Fino al 2017 lei è stato direttore generale della prevenzione sanitaria presso il ministero di Lungotevere Ripa. La sua vicinanza alla politica l’ha forse esposto a influenze inopportune?
“Io ho sempre agito in autonomia e neutralità, del resto non sono il rappresentante dell’Oms per l’Italia, nomina che spetta al direttore regionale di Copenaghen”.
La accusano di conflitto di interessi.
“Quando sono stato individuato dal mio direttore generale (Tedros Adhanom, ndr) come figura di collegamento tra gli uffici europei dell’Oms e il governo italiano, ciò è accaduto in virtù della mia conoscenza del paese, della lingua, delle persone. In questo modo avremmo agevolato l’accesso alle risorse tecniche e scientifiche messe a disposizione dall’Oms”.
Intanto lei è stato nominato nel Comitato tecnico scientifico italiano, mentre Zambon rischia il posto.
“Forse Zambon aspirava a dirigere l’ufficio di Venezia, forse qualcuno gli ha proposto un paracadute o lui spera in un indennizzo, non so. Quel che so è che io non posso in alcun modo interferire con la carriera di Zambon, che appartiene a una filiera di comando diversa dalla mia: lui risponde agli uffici di Copenaghen, non di Ginevra.

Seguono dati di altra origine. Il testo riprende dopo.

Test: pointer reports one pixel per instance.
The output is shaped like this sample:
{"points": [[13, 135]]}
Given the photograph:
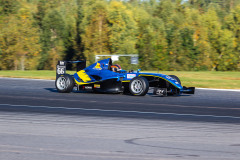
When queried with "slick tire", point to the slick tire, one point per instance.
{"points": [[176, 78], [64, 83], [139, 86]]}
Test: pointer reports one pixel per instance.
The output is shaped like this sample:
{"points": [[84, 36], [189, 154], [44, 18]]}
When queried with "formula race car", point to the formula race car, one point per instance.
{"points": [[105, 77]]}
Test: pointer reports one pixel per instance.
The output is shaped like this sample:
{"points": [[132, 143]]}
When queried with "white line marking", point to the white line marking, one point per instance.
{"points": [[213, 89], [26, 79], [121, 111]]}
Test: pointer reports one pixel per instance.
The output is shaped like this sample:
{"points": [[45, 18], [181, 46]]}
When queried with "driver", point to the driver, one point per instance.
{"points": [[116, 68]]}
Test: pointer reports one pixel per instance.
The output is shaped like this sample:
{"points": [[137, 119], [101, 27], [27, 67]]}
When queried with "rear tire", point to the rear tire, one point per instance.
{"points": [[64, 83], [176, 78], [139, 86]]}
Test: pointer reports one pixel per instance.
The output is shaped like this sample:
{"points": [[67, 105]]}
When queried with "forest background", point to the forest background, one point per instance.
{"points": [[193, 35]]}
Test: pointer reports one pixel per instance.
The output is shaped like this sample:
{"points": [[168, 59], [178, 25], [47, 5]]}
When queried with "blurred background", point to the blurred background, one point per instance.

E’ tecnicamente impossibile. E poi, in ambito Oms, c’è un sistema di protezione del personale abbastanza blindato”. Perché non mostra le email che la scagionerebbero? “Perché sono un ligio e ossequioso osservante del codice etico interno alla mia organizzazione. Zambon ha infranto ogni deontologia etica e professionale, io intendo rispettare i colleghi e l’ente cui appartengo”.

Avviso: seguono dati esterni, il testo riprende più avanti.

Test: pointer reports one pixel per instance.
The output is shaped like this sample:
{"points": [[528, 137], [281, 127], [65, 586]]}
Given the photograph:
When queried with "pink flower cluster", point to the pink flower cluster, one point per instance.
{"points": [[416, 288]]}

Intanto, direttore Guerra, anche la reputazione dell’Oms non brilla. Avete esaltato il “modello cinese” senza mai una parola di censura verso il regime che ha nascosto per settimane il virus al mondo intero.
“E’ in lancio una missione che, con diversi esperti internazionali, dovrebbe ricostruire l’albero genealogico del virus per capire che cosa sia davvero successo”.
La Cina ha atteso almeno due settimane prima di comunicare all’Oms l’insorgenza del virus. “Parliamo di un paese estremamente complesso, e poi dal sospetto clinico fino alla messa a punto dei test, con l’inevitabile iter burocratico per la trasmissione e validazione dei dati, un po’ di tempo passa. Quanto ciò sia imputabile all’autorità cinese, non saprei dirlo”.
L’Oms consentirà la riammissione di Taiwan tra i suoi membri?
“La decisione spetta all’assemblea dei 193 paesi. L’Oms è un’organizzazione intergovernativa interna all’Onu il cui organismo politico rimanda alla segreteria generale, con sede a New York”.
Gli Stati uniti di Donald Trump hanno sospeso il pagamento dei contributi a un’organizzazione “filocinese”.
“Le assicuro che non esiste un’influenza politica distorta da parte degli Usa o della Germania, secondo contributore, né tanto meno del Regno unito, terzo contributore. Gli Usa restano principali contributori anche dal punto di vista dei finanziamenti privati.
Con il Center for Disease Control and Prevention di Atlanta abbiamo siglato un accordo che consente all’Oms di avvalersi della straordinaria competenza di una trentina di colleghi statunitensi”.
Dal dietrofront sulle mascherine al saluto con il gomito, dagli asintomatici “non contagiosi” fino all’uso dei guanti: perché l’Oms inanella brutte figure?
“Tutti quanti possono fare meglio, certo, ma giudicare con la conoscenza di oggi ciò che accadeva lo scorso 30 gennaio non ha senso. L’organizzazione convoca e consulta tutti gli esperti settoriali del mondo, un network globale di circa 700 scienziati, che riversa una marea di informazioni su Ginevra. Facciamo del nostro meglio ma non siamo infallibili”.